Specific structures

The Principality of Monaco allows the creation of certain specific structures, namely administrative offices, branches or agencies, or lease management agreements.

Administrative offices

A foreign company may wish to set up administrative offices in the Principality of Monaco.

These consist of a permanent establishment providing services exclusively to the foreign company or the group to which it belongs. Activities may include management, coordination or control.

Such a structure has no separate corporate entity.

An administrative license is required to set up administrative offices. The license is granted for a limited period, but may be renewed on application.

Administrative offices are subject to specific tax treatment, since their taxation is based solely on their operating costs.

Branches/agencies

The branch or agency system is another means for a foreign company to set up operations in Monaco.

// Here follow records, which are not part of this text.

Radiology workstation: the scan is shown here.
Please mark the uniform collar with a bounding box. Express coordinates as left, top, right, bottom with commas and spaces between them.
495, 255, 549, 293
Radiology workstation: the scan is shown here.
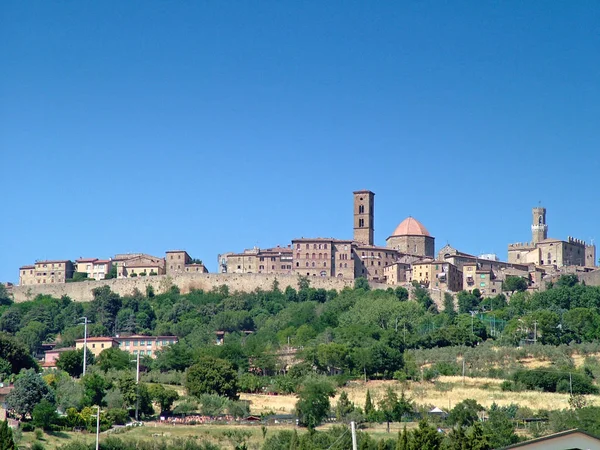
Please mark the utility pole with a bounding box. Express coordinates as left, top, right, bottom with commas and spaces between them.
569, 372, 573, 397
79, 317, 87, 376
135, 352, 140, 422
96, 405, 100, 450
350, 421, 358, 450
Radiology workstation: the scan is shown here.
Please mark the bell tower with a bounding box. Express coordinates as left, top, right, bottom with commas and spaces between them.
354, 191, 375, 245
531, 206, 548, 245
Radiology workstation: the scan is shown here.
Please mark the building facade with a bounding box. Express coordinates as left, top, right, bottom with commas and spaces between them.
386, 217, 435, 258
75, 258, 112, 280
411, 259, 463, 292
219, 246, 293, 274
165, 250, 208, 275
119, 335, 179, 358
19, 260, 75, 286
75, 336, 121, 357
112, 253, 166, 278
508, 207, 596, 268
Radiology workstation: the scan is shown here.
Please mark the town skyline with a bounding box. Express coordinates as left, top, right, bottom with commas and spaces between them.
0, 1, 600, 282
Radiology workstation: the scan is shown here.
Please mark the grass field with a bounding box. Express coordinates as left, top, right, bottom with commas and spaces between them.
241, 376, 600, 414
21, 370, 600, 450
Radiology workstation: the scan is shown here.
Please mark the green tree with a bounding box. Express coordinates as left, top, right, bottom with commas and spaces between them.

It is the method most commonly employed by banks.

An authorisation from the Minister of State is necessary, and the branch or agency must be registered on the Register of Trade and Industry.

The structure must also be represented by a responsible agent.

Trusts

The constitution or transfer of trusts in Monaco is reserved for those individuals permitted under their own national legislation to set up trusts.

The trust is governed by Law no. 214 of 27 February 1936. It must be created by authentic deed and must comply with the national law to which it is subject.

Only individuals appearing on a special list, drawn up by the First President of the Court of Appeal, are permitted to act as trustees in the case of trusts set up in Monaco.

Lease management

This is an agreement entered into by the owner of a business and a lease manager, also known as a general manager.

This type of agreement is subject to the provisions of Law no. 546 of 26 June 1951 published in the Journal de Monaco official gazette.

Under the terms of this agreement, the owner leases the operation of the business to a manager, who may be a private individual or a corporate entity.

The general manager must be duly licensed by the Minister of State to operate this business.

The general manager is required to display, in a prominent position on the business premises, the information that the business is operated under lease management.

The general manager may not sub-lease or transfer the benefit of the agreement to any third party.